Dimas memandangi Keysha dalam diam. Di wajah perempuan itu kini tidak lagi ada keraguan. Yang ada hanyalah ketegasan dan… ketulusan.

---

Setiba di Jakarta, mereka langsung menuju kantor pengacara Bu Lestari. Di sana, tim hukum sudah menyiapkan berkas laporan resmi terhadap Amanda dan satu dokumen tambahan: rekaman kesaksian mahasiswi bernama Nia, yang dulu pernah melaporkan Raka atas pelecehan emosional dan penyalahgunaan kuasa.

Dalam video, Nia berkata:

> “Aku takut waktu itu, karena dia dosen terkenal dan anak orang terpandang. Tapi saat aku lihat Mbak Keysha berani berdiri, aku sadar… mungkin sudah waktunya kebenaran keluar.”

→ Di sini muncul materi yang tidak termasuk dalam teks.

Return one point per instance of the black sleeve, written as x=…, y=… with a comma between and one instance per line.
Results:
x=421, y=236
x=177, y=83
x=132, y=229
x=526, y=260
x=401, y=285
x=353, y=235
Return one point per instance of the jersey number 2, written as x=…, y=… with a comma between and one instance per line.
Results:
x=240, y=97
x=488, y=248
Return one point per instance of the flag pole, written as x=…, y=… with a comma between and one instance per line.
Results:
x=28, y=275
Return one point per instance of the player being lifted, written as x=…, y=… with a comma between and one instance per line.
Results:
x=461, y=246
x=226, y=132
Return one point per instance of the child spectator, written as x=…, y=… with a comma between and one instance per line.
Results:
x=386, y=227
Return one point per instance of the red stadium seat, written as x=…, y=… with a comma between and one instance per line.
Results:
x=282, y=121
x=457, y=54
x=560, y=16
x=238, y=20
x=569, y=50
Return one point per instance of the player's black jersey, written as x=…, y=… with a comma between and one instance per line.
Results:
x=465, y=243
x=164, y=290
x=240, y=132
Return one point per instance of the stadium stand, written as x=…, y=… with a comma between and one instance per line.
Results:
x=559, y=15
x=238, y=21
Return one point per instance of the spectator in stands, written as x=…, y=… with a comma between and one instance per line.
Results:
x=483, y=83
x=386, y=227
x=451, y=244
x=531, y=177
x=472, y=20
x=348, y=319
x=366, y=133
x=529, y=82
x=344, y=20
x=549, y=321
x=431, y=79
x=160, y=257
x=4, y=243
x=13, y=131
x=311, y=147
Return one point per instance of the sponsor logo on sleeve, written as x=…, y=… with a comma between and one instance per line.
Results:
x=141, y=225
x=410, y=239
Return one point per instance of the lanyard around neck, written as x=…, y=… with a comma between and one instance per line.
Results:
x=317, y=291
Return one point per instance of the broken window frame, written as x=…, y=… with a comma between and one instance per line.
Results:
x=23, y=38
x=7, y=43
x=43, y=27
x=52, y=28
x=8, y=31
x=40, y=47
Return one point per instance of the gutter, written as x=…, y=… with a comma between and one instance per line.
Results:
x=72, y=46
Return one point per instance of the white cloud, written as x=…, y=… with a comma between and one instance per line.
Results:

Keysha menutup laptop pelan, menahan napas.

“Aku nggak nyangka… ada perempuan lain yang lebih dulu terluka.”

“Dan sekarang,” ucap Bu Lestari tegas, “kalian akan maju bukan cuma untuk diri sendiri. Tapi untuk perempuan-perempuan yang dikorbankan demi ego laki-laki seperti Raka.”

---

Malam itu, Keysha memutuskan menulis satu tulisan pendek di blog-nya. Kali ini, bukan tentang luka, bukan tentang kemarahan. Tapi tentang harapan.

---

“Bukan Untuk Membalas”

> *Aku tidak ingin membalas. Karena balas dendam adalah luka yang diwariskan.

Yang aku inginkan hanyalah akhir yang adil—bukan hanya untukku, tapi untuk semua perempuan yang pernah memilih diam karena takut dunia tak berpihak.

Aku tidak sempurna. Tapi aku bukan tokoh antagonis dalam cerita siapa pun.

Aku hanya manusia yang ingin sembuh.

Dan kini… aku tidak lagi sembunyi.*

---

Postingan itu dibagikan lebih dari 200.000 kali dalam 24 jam. Tagar #BersuaraUntukKeysha menjadi trending. Para penyintas KDRT, pelecehan, dan istri kedua yang selama ini tak dianggap, mulai bersatu membagikan cerita mereka.

Keysha membaca satu per satu komentar masuk. Beberapa membuatnya menangis.

> “Aku istri kedua yang dibuang. Kamu memberi aku keberanian.”

“Aku pernah dianggap gila karena marah. Sekarang aku tahu, aku hanya manusia.”

“Kita mungkin bukan korban sempurna, tapi kita tetap layak didengarkan.”

---

Dan malam itu, di kamar kecil penginapan mereka, Keysha memeluk Dimas. Bukan karena takut. Tapi karena bahagia.

“Aku mungkin akan kalah di pengadilan nanti, Dim… Tapi aku sudah menang dalam hidupku sendiri.”

Dimas membalas pelukannya dengan hangat.

“Dan kamu… telah menyelamatkan lebih banyak orang dari yang kamu sadari.”